Go for it! I used a rotisserie motor - a little noisy, but at 2 bucks I'll crank up the volume on the moans...


----------



## etron (Oct 27, 2005)

ChrisW said:


> Go for it! I used a rotisserie motor - a little noisy, but at 2 bucks I'll crank up the volume on the moans...


How fast is your motor? The dayton motor is around 6rpm, I think my wiper motor is much faster than that.


----------



## ChrisW (Sep 19, 2006)

It's very slow. When I get home I'll have to time it.

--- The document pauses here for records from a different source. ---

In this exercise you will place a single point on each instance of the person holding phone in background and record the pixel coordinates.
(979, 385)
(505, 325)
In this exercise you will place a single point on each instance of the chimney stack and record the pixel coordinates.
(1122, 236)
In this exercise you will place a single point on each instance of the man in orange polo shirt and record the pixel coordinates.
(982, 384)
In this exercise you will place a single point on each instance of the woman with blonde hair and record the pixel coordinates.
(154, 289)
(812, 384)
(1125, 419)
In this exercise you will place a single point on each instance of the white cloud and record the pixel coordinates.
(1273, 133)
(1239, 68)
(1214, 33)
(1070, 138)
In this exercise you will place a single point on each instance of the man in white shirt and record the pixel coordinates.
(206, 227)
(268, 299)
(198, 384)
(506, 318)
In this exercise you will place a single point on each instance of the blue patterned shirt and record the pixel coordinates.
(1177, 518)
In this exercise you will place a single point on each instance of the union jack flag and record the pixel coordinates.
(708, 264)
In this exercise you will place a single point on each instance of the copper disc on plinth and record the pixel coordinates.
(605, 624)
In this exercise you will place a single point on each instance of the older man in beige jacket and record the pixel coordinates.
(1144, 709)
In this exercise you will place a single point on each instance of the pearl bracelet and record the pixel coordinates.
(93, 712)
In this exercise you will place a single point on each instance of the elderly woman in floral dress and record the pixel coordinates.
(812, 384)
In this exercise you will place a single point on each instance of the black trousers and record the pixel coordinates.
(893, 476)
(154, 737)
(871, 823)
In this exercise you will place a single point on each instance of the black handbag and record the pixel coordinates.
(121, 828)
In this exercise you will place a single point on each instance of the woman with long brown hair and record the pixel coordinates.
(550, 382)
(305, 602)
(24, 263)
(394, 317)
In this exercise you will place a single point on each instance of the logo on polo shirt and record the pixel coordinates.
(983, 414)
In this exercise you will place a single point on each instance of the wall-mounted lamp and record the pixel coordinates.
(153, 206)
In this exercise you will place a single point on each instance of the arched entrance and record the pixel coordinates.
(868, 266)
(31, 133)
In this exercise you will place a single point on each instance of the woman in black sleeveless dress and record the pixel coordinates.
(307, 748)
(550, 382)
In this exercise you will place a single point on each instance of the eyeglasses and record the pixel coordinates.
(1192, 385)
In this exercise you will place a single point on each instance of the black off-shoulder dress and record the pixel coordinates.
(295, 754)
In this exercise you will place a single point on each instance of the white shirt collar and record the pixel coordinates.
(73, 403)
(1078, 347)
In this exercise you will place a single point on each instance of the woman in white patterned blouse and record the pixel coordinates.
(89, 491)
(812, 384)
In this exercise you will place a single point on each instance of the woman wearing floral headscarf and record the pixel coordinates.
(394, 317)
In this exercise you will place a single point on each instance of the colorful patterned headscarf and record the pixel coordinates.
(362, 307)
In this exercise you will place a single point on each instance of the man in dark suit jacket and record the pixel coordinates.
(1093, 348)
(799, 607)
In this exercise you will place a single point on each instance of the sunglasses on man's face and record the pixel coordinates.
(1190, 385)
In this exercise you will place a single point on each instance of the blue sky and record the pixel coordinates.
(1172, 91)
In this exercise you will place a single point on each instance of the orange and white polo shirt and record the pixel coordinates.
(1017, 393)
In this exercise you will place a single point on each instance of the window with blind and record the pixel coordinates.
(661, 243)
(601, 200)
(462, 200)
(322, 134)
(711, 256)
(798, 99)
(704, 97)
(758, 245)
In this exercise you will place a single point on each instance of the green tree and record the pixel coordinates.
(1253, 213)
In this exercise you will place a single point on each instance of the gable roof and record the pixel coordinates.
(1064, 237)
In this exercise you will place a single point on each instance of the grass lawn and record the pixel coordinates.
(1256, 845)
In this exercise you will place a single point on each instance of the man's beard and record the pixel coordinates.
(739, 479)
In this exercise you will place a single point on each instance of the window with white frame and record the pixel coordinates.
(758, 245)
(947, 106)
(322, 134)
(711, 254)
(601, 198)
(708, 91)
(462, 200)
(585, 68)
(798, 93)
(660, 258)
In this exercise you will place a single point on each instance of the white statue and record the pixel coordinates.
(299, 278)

I've seen some video online that had a motor going so fast it looked like it was doing jumping jacks - magicalesthenics, or something...


----------



## dustee (Oct 25, 2005)

Good luck and use heavy fishline for the head....mine has broke three times already and it only is ran about 6 hours at a time this year.

Laurie


----------



## etron (Oct 27, 2005)

I bought 80lbs fishing line for my axworthy ghosts (used 30lbs last year without any problems), hopefully that will do the job.


----------



## Hockey Mask & Gleave (Oct 15, 2006)

Sorry I wouldln't know what ya could do dude, cause I aint very technical in that respect. Althought I can make awesome props like Zombie heads and stuff. But electricals aint my cup of tea really.
Nevertheless, Good luck with your prop.
It sounds cool.


----------



## ChrisW (Sep 19, 2006)

Just checked the timing on my FCG. She's a vveeerrryyy slow 2 rpm. Makes for a nice spooky motion. I gave her a run through tonight with the lights that willbe on Halloween night. Looks really cool, now I need to do a soundtrack for her. We are doing our "Die-ner" steup again, and she will be in the background with the skeletal guests up front. I need to decide - make her script relate to the Die-ner (Greeting, I am your ghostess this evening...etc) or just a series of low echo-y spooky moans.
One other thing - her eye sockets were airbrushed black to make the red LED eyes stand out. Under the black light the dark eyesockets by themselves were very effective - I'll have to decide whether to use the red LEDs Halloween night...


----------